Basia iba a replicar cuando se abrió el portón para dar paso al inexpresivo individuo que traía las escudillas. Dio dos pasos y se agachó para dejar los cacharros en el suelo. Entonces alzó con brusquedad la cabeza al percatarse de que Fabio estaba en un lugar distinto al de siempre. Quiso levantarse alarmado, dejando caer las vituallas con precipitación, pero ya era demasiado tarde.

Fabio se lanzó hacia él con la cabeza por delante como un futbolista y las dos testas impactaron con un crujido sonoro. El nativo salió despedido hacia atrás, se golpeó la nuca contra la empalizada y se desplomó como herido por un rayo.

Fabio se alzó del suelo, frotándose la frente y riendo a mandíbula batiente.


Gotcha!
[9]
—exclamó mientras un hilillo de sangre le resbalaba por la cara. Con una expresión de gozo salvaje en el rostro ensangrentado, el mercenario se sentó en su rincón y se restañó la herida con la manga de la mugrienta camiseta.

Al poco tiempo, el portón se abrió otra vez y un nuevo individuo asomó la cabeza con precaución. Basia se dio cuenta entonces de que los dos tipos eran prácticamente indistinguibles, y que podían haber estado viniendo cada día distintos aborígenes sin que ninguno de los dos mercenarios se diera cuenta. No pudo evitar que un estremecimiento le recorriera la espalda. Había algo malsano, casi endogámico en los rasgos cubiertos de pelo negro y rizado y los estrambóticos adornos de plumas de ave que les atravesaban la nariz.

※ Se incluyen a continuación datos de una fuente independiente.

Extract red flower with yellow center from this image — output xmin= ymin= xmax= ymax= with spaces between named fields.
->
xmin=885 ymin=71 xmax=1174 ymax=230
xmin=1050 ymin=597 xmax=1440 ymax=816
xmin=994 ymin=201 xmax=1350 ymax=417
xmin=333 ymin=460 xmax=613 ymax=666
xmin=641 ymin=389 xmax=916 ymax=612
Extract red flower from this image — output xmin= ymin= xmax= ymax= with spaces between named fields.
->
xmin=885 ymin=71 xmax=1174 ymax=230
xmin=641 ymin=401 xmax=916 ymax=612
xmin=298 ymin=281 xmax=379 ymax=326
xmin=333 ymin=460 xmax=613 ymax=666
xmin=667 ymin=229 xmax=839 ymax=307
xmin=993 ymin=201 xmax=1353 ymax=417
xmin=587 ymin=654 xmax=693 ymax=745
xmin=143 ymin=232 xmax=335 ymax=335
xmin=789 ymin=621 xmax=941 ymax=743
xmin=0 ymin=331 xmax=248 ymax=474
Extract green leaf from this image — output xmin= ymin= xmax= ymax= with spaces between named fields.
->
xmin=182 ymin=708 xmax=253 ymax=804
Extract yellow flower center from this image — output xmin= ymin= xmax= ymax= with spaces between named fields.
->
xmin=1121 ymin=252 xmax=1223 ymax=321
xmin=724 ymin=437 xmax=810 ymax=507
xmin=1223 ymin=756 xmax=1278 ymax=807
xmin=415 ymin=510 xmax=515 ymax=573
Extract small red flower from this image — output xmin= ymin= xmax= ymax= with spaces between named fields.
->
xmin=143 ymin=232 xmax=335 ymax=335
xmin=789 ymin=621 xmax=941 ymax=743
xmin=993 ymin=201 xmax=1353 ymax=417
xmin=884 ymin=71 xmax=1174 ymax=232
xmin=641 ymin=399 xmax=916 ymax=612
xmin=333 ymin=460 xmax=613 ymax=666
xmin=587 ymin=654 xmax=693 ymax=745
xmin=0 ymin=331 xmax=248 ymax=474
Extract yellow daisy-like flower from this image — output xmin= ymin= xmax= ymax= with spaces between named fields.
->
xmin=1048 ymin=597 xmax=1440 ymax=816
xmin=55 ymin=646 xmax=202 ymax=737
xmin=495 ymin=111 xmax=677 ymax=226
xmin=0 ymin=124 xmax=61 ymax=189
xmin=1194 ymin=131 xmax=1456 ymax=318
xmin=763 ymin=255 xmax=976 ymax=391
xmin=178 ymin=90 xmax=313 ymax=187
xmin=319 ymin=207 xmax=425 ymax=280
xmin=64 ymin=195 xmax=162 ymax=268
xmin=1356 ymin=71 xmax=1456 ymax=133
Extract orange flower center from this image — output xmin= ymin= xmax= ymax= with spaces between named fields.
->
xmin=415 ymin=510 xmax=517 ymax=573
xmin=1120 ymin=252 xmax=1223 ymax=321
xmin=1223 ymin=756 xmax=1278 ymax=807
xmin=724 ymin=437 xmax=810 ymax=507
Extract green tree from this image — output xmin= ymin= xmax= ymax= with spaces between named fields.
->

Viendo a su compañero caído y la sangre en la frente de Fabio, el tipo dio unas voces y se arrodilló junto a su desvanecido congénere, dándole unos suaves empujones mientras murmuraba algo que no llegó a oídos de los cautivos. Un instante después, otro clon de los nativos hacía su entrada, mirando a la pareja maniatada con expresión de odio. Fabio siguió riendo con socarronería y Basia se limitó a sostener la mirada del iracundo captor lo mejor que pudo.

Un gemido del caído apartó la atención del recién llegado, que se inclinó sobre él.


Kadi mu aga umo-so
[10]
—gimió el herido mirando al italiano con expresión de miedo, que seguía mostrando una sonrisa lobuna en el rostro.

El último en entrar se encaró con los dos presos y les soltó una parrafada incomprensible con voz airada mientras les señalaba con el dedo varias veces. Lo único que Basia pilló al vuelo fue la repetición de una palabra pronunciada con más énfasis que las otras:
Kazulu
. Al final, el orador les dedicó una sonrisa salvaje que desveló unos caninos extremadamente afilados que provocaron un nuevo escalofrío en la joven polaca. Después, los dos tipos ayudaron al caído a incorporarse y salieron de la empalizada.